Now let’s move up the stack to enterprise tech. There is a lot of real and perceived lock-in. Networking is a great example of where it gets talked about a lot. Interoperability in network is driven through standards, but those standards move s-l-o-w-l-y. Often networking vendors launch features, protocols etc. before they become standardized. This typically means that the feature will only work with their equipment and software. In these cases it doesn’t mean you shouldn’t use it, if you need it now, you need it now. Again, you weigh the advantages against the risks, just like every other decision.

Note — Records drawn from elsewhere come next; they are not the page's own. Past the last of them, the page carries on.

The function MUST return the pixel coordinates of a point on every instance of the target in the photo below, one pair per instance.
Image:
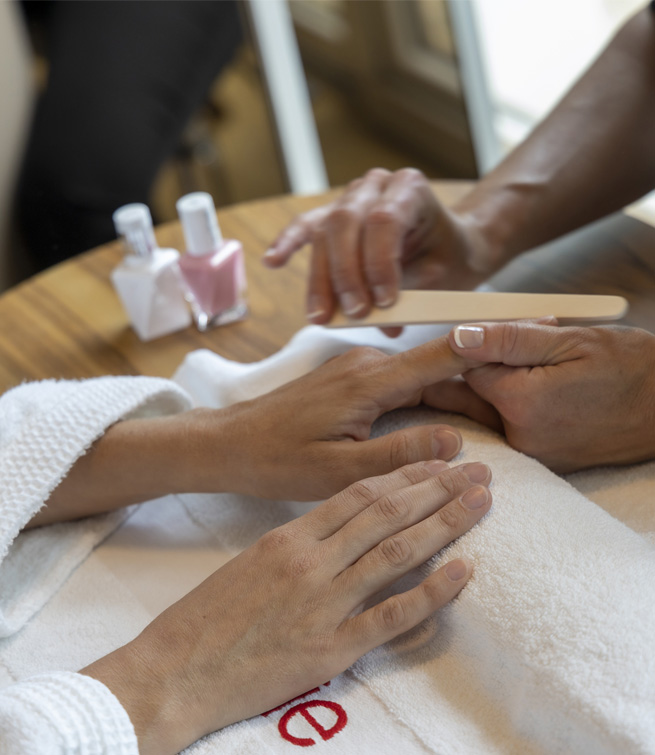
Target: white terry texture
(549, 648)
(44, 428)
(63, 714)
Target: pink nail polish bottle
(148, 280)
(213, 269)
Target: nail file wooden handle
(420, 307)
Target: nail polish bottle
(213, 269)
(148, 279)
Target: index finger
(298, 233)
(411, 371)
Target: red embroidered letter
(325, 734)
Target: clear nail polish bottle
(213, 269)
(148, 279)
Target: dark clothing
(124, 79)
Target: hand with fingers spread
(283, 616)
(385, 232)
(310, 438)
(303, 441)
(571, 397)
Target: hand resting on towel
(307, 440)
(284, 615)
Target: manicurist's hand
(571, 397)
(284, 616)
(385, 232)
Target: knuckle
(411, 175)
(341, 217)
(399, 450)
(393, 508)
(391, 614)
(381, 215)
(510, 338)
(449, 483)
(300, 564)
(377, 174)
(433, 591)
(362, 356)
(276, 540)
(450, 518)
(363, 490)
(396, 552)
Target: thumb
(516, 344)
(382, 455)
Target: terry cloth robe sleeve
(44, 428)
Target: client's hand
(310, 438)
(571, 397)
(304, 441)
(386, 231)
(284, 616)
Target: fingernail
(456, 570)
(477, 472)
(384, 296)
(475, 498)
(351, 303)
(469, 336)
(436, 466)
(446, 443)
(315, 309)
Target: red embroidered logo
(303, 710)
(324, 732)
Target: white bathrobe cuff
(63, 713)
(44, 428)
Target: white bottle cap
(198, 216)
(133, 224)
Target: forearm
(137, 460)
(591, 156)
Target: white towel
(549, 648)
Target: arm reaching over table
(591, 156)
(304, 441)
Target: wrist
(146, 682)
(496, 221)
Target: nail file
(420, 307)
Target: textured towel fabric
(64, 713)
(549, 648)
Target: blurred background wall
(447, 86)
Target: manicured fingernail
(446, 443)
(476, 472)
(475, 498)
(351, 303)
(384, 296)
(315, 308)
(469, 336)
(456, 570)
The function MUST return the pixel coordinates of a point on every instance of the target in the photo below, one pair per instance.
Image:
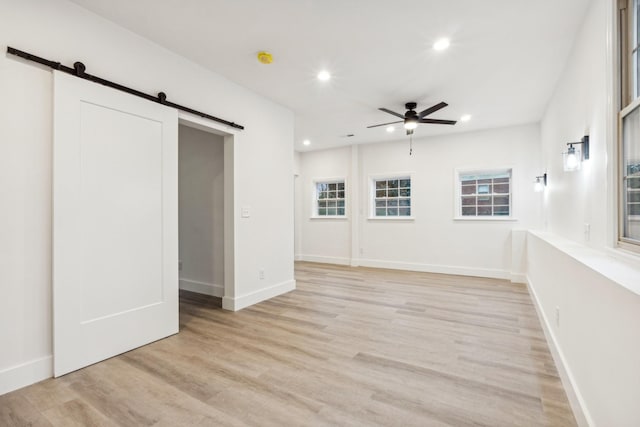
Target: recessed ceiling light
(441, 44)
(324, 75)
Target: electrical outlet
(587, 231)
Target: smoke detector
(265, 57)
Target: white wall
(578, 107)
(201, 211)
(262, 161)
(433, 241)
(596, 343)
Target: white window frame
(457, 209)
(372, 195)
(314, 197)
(630, 102)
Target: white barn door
(115, 222)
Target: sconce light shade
(540, 183)
(574, 156)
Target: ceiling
(502, 66)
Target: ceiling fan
(411, 118)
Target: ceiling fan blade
(385, 124)
(392, 112)
(438, 122)
(433, 109)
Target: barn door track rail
(79, 70)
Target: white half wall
(433, 240)
(62, 31)
(580, 275)
(201, 211)
(589, 304)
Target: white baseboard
(242, 301)
(576, 401)
(202, 287)
(518, 278)
(325, 259)
(433, 268)
(26, 374)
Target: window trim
(314, 198)
(457, 200)
(628, 103)
(372, 195)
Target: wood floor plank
(350, 346)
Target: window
(484, 194)
(629, 116)
(392, 197)
(630, 168)
(330, 199)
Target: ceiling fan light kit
(411, 118)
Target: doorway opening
(205, 208)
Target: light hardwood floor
(350, 346)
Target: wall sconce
(541, 183)
(574, 156)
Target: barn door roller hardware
(79, 70)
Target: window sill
(330, 217)
(488, 218)
(391, 218)
(613, 267)
(624, 254)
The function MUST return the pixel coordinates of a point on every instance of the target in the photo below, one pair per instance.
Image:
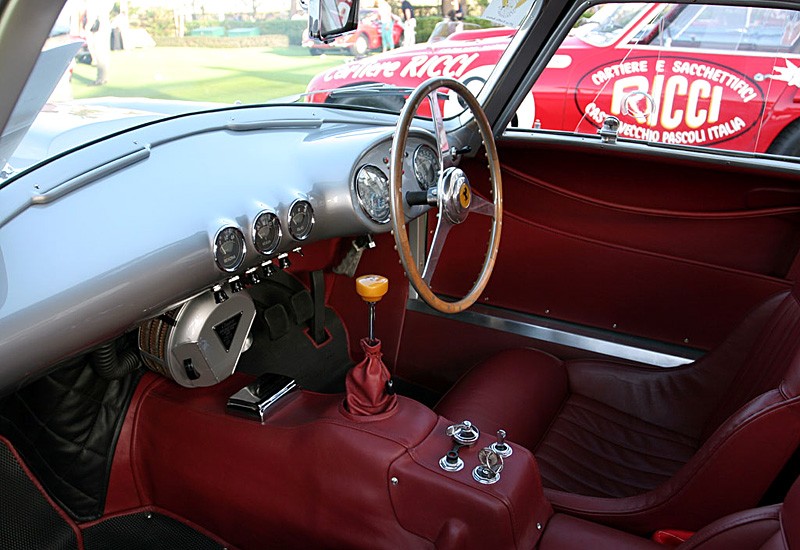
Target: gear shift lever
(372, 288)
(367, 382)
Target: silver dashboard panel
(111, 234)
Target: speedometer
(426, 166)
(372, 189)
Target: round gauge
(372, 188)
(301, 220)
(266, 232)
(426, 166)
(229, 248)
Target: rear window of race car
(725, 77)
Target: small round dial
(301, 220)
(266, 232)
(229, 248)
(372, 189)
(426, 166)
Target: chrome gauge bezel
(266, 250)
(218, 243)
(422, 184)
(362, 200)
(301, 236)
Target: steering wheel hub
(456, 197)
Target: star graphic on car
(789, 74)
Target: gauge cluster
(231, 248)
(371, 185)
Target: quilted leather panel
(591, 449)
(65, 427)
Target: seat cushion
(490, 395)
(593, 449)
(565, 532)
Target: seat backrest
(773, 357)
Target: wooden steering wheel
(452, 195)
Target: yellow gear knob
(372, 288)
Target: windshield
(607, 24)
(108, 66)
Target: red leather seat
(647, 448)
(767, 528)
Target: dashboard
(125, 229)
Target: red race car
(715, 76)
(365, 38)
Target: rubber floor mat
(145, 531)
(27, 519)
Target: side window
(725, 77)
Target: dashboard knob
(219, 294)
(269, 269)
(253, 277)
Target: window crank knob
(500, 446)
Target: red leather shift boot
(366, 384)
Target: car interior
(219, 338)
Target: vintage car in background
(366, 37)
(674, 74)
(411, 317)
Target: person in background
(409, 24)
(387, 25)
(98, 36)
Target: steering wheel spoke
(455, 199)
(443, 228)
(445, 158)
(481, 206)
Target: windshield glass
(111, 65)
(607, 24)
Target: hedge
(293, 29)
(425, 25)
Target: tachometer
(372, 189)
(426, 166)
(266, 232)
(229, 248)
(301, 220)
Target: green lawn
(249, 75)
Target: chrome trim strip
(77, 182)
(570, 335)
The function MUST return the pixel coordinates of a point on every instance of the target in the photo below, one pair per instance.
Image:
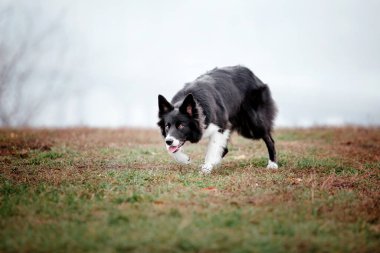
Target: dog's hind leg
(269, 142)
(217, 149)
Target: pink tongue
(173, 148)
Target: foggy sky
(321, 59)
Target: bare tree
(32, 57)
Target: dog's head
(179, 123)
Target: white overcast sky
(321, 58)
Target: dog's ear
(188, 105)
(164, 106)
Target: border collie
(212, 106)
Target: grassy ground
(96, 190)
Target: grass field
(100, 190)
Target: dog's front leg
(180, 157)
(217, 148)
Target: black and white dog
(215, 104)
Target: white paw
(206, 169)
(181, 158)
(272, 165)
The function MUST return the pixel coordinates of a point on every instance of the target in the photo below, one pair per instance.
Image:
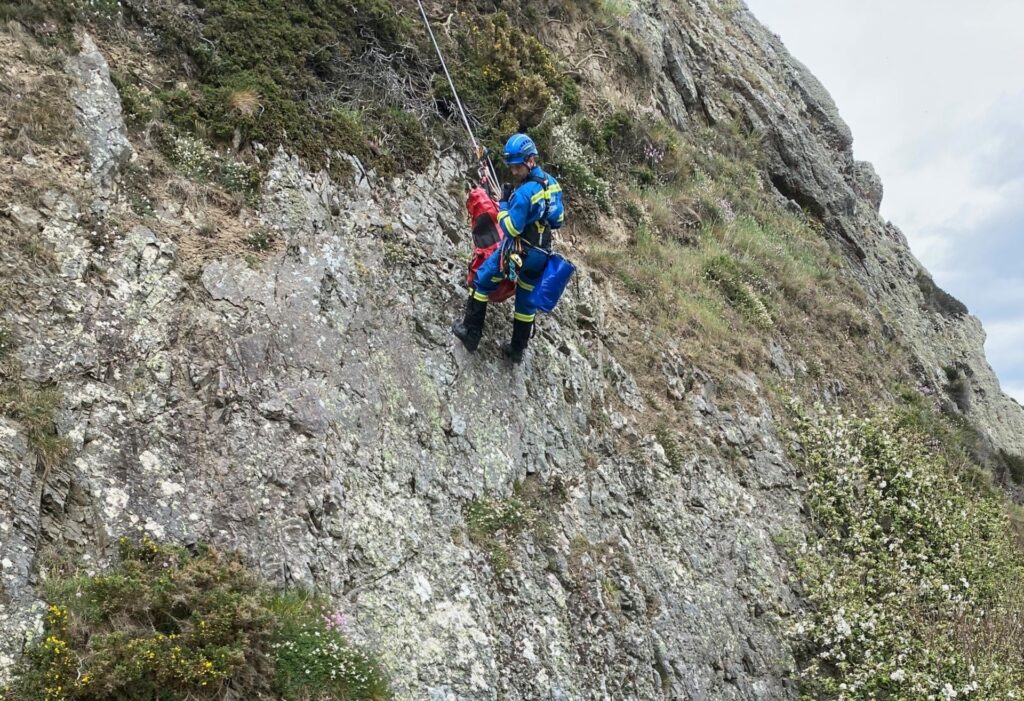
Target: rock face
(728, 66)
(97, 110)
(311, 410)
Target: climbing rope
(477, 149)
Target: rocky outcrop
(309, 408)
(97, 110)
(726, 66)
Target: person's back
(527, 216)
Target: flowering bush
(171, 624)
(913, 577)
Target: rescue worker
(527, 214)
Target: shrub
(914, 581)
(35, 408)
(169, 623)
(264, 73)
(506, 76)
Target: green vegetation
(506, 76)
(267, 73)
(168, 623)
(494, 524)
(914, 579)
(35, 408)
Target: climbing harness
(485, 169)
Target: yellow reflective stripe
(503, 217)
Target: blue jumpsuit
(530, 209)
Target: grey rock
(98, 114)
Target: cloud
(934, 95)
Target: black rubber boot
(521, 331)
(470, 329)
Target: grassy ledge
(170, 624)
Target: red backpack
(486, 237)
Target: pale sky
(934, 93)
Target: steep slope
(280, 380)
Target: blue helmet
(518, 148)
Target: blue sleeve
(513, 219)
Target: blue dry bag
(549, 290)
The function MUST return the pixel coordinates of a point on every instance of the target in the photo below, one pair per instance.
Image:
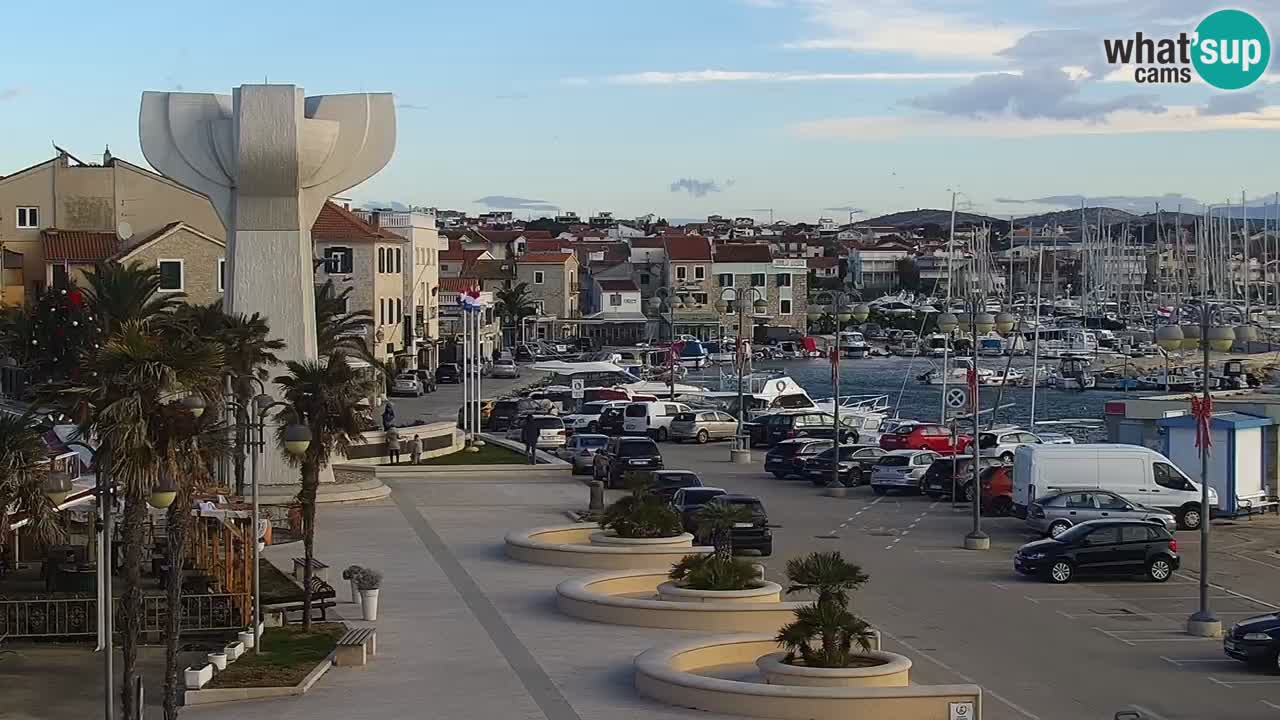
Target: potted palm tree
(827, 645)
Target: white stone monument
(268, 158)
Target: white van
(1136, 473)
(650, 419)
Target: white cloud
(1174, 119)
(698, 77)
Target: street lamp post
(728, 302)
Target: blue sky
(800, 105)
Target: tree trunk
(131, 598)
(307, 497)
(179, 519)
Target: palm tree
(328, 397)
(828, 619)
(515, 304)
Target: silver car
(580, 451)
(1051, 515)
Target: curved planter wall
(668, 674)
(570, 546)
(611, 598)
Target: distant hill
(924, 217)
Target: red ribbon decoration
(1202, 409)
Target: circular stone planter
(570, 546)
(891, 670)
(630, 597)
(608, 537)
(670, 674)
(763, 592)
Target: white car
(901, 470)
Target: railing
(58, 618)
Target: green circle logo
(1232, 49)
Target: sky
(684, 108)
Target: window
(170, 276)
(28, 217)
(338, 260)
(1169, 477)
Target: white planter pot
(369, 604)
(218, 660)
(196, 679)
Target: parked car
(1118, 547)
(650, 418)
(580, 451)
(703, 425)
(1002, 443)
(1133, 472)
(855, 464)
(625, 454)
(924, 436)
(1052, 515)
(689, 501)
(1255, 641)
(753, 534)
(803, 423)
(504, 368)
(448, 373)
(667, 483)
(407, 384)
(789, 458)
(901, 470)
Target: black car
(611, 420)
(937, 478)
(799, 424)
(855, 464)
(666, 483)
(448, 373)
(789, 458)
(624, 455)
(753, 534)
(1255, 641)
(1115, 547)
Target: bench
(356, 646)
(323, 597)
(318, 569)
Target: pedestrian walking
(393, 446)
(415, 450)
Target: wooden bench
(318, 569)
(356, 646)
(323, 597)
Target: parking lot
(1078, 651)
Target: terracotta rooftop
(337, 223)
(78, 246)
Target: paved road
(1050, 652)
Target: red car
(924, 436)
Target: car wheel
(1060, 572)
(1159, 570)
(1189, 518)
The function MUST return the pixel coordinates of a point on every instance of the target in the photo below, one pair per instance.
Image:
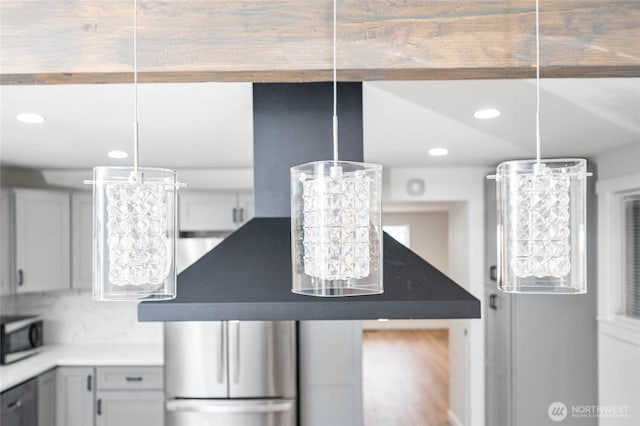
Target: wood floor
(406, 377)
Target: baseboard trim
(453, 419)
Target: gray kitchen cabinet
(81, 239)
(330, 374)
(75, 396)
(47, 398)
(19, 405)
(42, 240)
(6, 238)
(540, 349)
(123, 408)
(213, 211)
(129, 396)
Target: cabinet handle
(492, 302)
(493, 273)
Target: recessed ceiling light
(486, 114)
(117, 154)
(438, 152)
(27, 117)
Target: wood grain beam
(90, 41)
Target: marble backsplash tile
(73, 317)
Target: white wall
(73, 317)
(618, 336)
(464, 187)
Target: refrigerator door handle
(221, 354)
(236, 369)
(200, 406)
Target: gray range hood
(248, 275)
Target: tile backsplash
(73, 317)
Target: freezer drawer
(237, 412)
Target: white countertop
(80, 355)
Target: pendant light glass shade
(336, 228)
(134, 233)
(542, 226)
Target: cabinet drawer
(128, 378)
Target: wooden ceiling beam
(90, 41)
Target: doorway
(406, 362)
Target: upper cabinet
(46, 240)
(42, 240)
(214, 211)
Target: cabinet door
(134, 408)
(19, 405)
(81, 239)
(75, 402)
(6, 239)
(208, 211)
(47, 398)
(42, 240)
(246, 210)
(330, 379)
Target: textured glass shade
(336, 228)
(541, 226)
(134, 233)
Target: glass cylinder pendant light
(541, 215)
(336, 222)
(134, 226)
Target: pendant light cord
(537, 82)
(135, 86)
(335, 85)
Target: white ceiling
(209, 125)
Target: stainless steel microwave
(20, 337)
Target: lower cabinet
(19, 405)
(47, 398)
(110, 396)
(129, 396)
(129, 408)
(75, 396)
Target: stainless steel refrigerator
(229, 373)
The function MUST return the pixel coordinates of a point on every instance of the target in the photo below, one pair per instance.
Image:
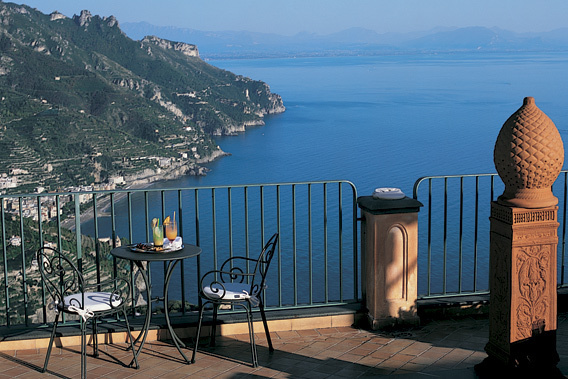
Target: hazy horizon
(323, 16)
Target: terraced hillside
(80, 102)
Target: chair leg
(50, 342)
(251, 336)
(198, 333)
(261, 308)
(95, 338)
(131, 340)
(83, 349)
(214, 325)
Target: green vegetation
(81, 102)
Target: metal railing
(454, 232)
(316, 262)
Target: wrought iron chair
(72, 295)
(232, 285)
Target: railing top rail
(424, 178)
(127, 190)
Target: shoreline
(172, 174)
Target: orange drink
(171, 230)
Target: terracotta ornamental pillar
(389, 258)
(528, 156)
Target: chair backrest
(60, 276)
(262, 264)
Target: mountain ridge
(353, 41)
(81, 103)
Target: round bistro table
(172, 258)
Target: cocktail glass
(158, 236)
(171, 230)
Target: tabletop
(125, 252)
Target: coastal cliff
(83, 103)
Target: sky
(288, 17)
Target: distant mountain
(353, 41)
(80, 102)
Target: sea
(385, 120)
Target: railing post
(389, 261)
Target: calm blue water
(385, 121)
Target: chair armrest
(239, 262)
(119, 289)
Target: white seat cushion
(232, 292)
(94, 301)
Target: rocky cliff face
(81, 97)
(184, 48)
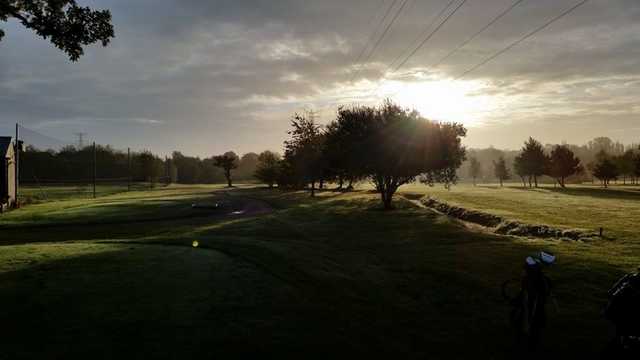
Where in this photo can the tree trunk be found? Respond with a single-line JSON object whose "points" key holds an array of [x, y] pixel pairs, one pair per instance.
{"points": [[387, 198]]}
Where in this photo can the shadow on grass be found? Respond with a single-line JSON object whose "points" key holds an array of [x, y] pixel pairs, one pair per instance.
{"points": [[333, 277], [594, 192]]}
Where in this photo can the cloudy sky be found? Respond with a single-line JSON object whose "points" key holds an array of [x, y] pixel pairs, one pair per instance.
{"points": [[205, 76]]}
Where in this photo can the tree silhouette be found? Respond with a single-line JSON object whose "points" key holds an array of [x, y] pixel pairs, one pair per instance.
{"points": [[605, 169], [532, 161], [268, 169], [501, 171], [626, 165], [227, 161], [475, 169], [303, 153], [345, 139], [562, 164], [394, 146], [68, 26]]}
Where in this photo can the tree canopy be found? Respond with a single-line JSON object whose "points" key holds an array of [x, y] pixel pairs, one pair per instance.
{"points": [[532, 161], [227, 161], [67, 25], [562, 164], [501, 171], [268, 169], [392, 146]]}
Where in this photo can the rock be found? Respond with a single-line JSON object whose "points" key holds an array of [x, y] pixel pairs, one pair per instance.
{"points": [[507, 227]]}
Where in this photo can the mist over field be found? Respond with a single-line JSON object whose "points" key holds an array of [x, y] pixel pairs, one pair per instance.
{"points": [[441, 179]]}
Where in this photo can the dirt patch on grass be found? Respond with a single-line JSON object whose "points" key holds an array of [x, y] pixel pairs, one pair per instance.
{"points": [[503, 226]]}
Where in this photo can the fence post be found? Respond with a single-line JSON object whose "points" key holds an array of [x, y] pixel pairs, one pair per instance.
{"points": [[94, 169], [128, 169]]}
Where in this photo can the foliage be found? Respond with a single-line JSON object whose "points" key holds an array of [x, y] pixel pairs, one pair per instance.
{"points": [[532, 161], [74, 165], [67, 25], [605, 169], [562, 164], [475, 168], [268, 168], [501, 171], [227, 162], [311, 244], [303, 153], [395, 146]]}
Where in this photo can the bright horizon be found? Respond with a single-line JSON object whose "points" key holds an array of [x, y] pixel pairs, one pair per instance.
{"points": [[231, 76]]}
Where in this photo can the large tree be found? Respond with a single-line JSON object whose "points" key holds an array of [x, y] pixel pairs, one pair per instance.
{"points": [[268, 169], [501, 170], [626, 165], [303, 153], [345, 139], [67, 25], [532, 161], [394, 146], [474, 169], [227, 161], [605, 169], [562, 164]]}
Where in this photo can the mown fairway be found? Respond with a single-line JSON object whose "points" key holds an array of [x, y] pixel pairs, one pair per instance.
{"points": [[286, 274]]}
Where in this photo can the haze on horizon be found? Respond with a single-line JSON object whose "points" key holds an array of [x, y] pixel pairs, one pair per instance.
{"points": [[204, 77]]}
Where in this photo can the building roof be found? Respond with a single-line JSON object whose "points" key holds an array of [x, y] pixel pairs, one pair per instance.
{"points": [[5, 143]]}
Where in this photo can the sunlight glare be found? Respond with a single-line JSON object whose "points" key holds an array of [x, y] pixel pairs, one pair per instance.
{"points": [[442, 99]]}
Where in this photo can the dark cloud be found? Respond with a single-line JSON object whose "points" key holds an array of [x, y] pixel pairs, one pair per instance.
{"points": [[207, 76]]}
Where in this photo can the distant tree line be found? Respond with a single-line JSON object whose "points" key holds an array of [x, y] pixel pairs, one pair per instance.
{"points": [[75, 165], [601, 159], [386, 145]]}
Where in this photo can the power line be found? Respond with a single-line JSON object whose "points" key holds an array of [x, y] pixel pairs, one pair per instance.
{"points": [[373, 35], [522, 39], [417, 39], [80, 136], [375, 30], [439, 15], [386, 30], [480, 32], [430, 35]]}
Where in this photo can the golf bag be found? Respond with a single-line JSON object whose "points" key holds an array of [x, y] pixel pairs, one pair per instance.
{"points": [[623, 310]]}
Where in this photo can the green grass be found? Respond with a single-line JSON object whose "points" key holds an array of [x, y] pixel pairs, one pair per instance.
{"points": [[586, 207], [328, 277], [37, 194]]}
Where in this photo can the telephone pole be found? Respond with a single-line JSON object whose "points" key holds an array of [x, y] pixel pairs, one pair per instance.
{"points": [[95, 170], [80, 136]]}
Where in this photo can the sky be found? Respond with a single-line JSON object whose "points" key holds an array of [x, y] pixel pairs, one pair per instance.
{"points": [[204, 77]]}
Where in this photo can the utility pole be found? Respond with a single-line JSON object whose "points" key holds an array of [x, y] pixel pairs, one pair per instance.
{"points": [[80, 136], [128, 169], [94, 170], [17, 155]]}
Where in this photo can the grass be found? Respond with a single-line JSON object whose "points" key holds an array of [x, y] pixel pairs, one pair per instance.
{"points": [[37, 194], [586, 207], [327, 277]]}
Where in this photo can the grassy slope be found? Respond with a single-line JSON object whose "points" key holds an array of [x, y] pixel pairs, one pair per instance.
{"points": [[316, 277], [586, 207]]}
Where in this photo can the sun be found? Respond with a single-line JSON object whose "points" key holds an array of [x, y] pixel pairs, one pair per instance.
{"points": [[442, 99]]}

As we move to cloud, the lock-in conversation appears again. Each cloud uses it’s own API, provides it’s own interfaces, and features, nearly all proprietary. If you design and build an application on cloud a, you’ll need to redesign and build it if you want to move. This creates a perceived lock-in problem. Should I put all of my eggs in one basket knowing I have a costly transition if I ever need it? Should I design my apps to run on multiple clouds? Should I attempt to implement some form of cloud broker that can abstract the underlying architecture and provide cloud portability?
These are valid questions, and will have to be assessed at some level within every organization. That being said, the potential lock-in should not turn you off from cloud adoption. The on-premises infrastructure you’ve been running for years has as much, or more, lock-in than any cloud you may move to.
The biggest pitfall to avoid comes in the form of a specific form of multi-cloud deployment in which organizations attempt to build apps for multiple clouds. This will almost always be a mistake, whether it’s to avoid lock-in or some misguided disaster recovery/business continuity strategy. The issue with this method is the significant cost and complexity involved in trying to build an application capable of running on multiple-cloud environments. These will almost always outweigh the perceived benefits.
Multi-cloud is not a bad thing, but avoiding lock-in should not be a primary factor. Additionally when looking at deploying a multi-cloud environment you should be looking to do so on a per app basis, not disaggregating an individual app. There will also be some limited use-cases where individual application tiers, or components may reside on separate private or public cloud infrastructures.
In almost all technology cases your complexity and overall operational costs will be exponentially lower the fewer vendors you utilize. From sales calls, product updates, to integration points and customization each additional vendor adds cost. This doesn’t mean that you should move to single vendor strategies, it does mean you should assess the decision carefully. You want a dual-vendor strategy at each technology tier, great, stick to two. You want to choose a single vendor for each piece of the stack, fantastic. Either way align the costs and complexities, to the benefit they provide.
The downside of lock-in is universally exaggerated. The real question is whether you’re getting the value from the product you need, in an eco-system that supports your requirements, at a cost you can afford to pay. If those things weigh out, then any real or perceived lock-in becomes a complete non-issue.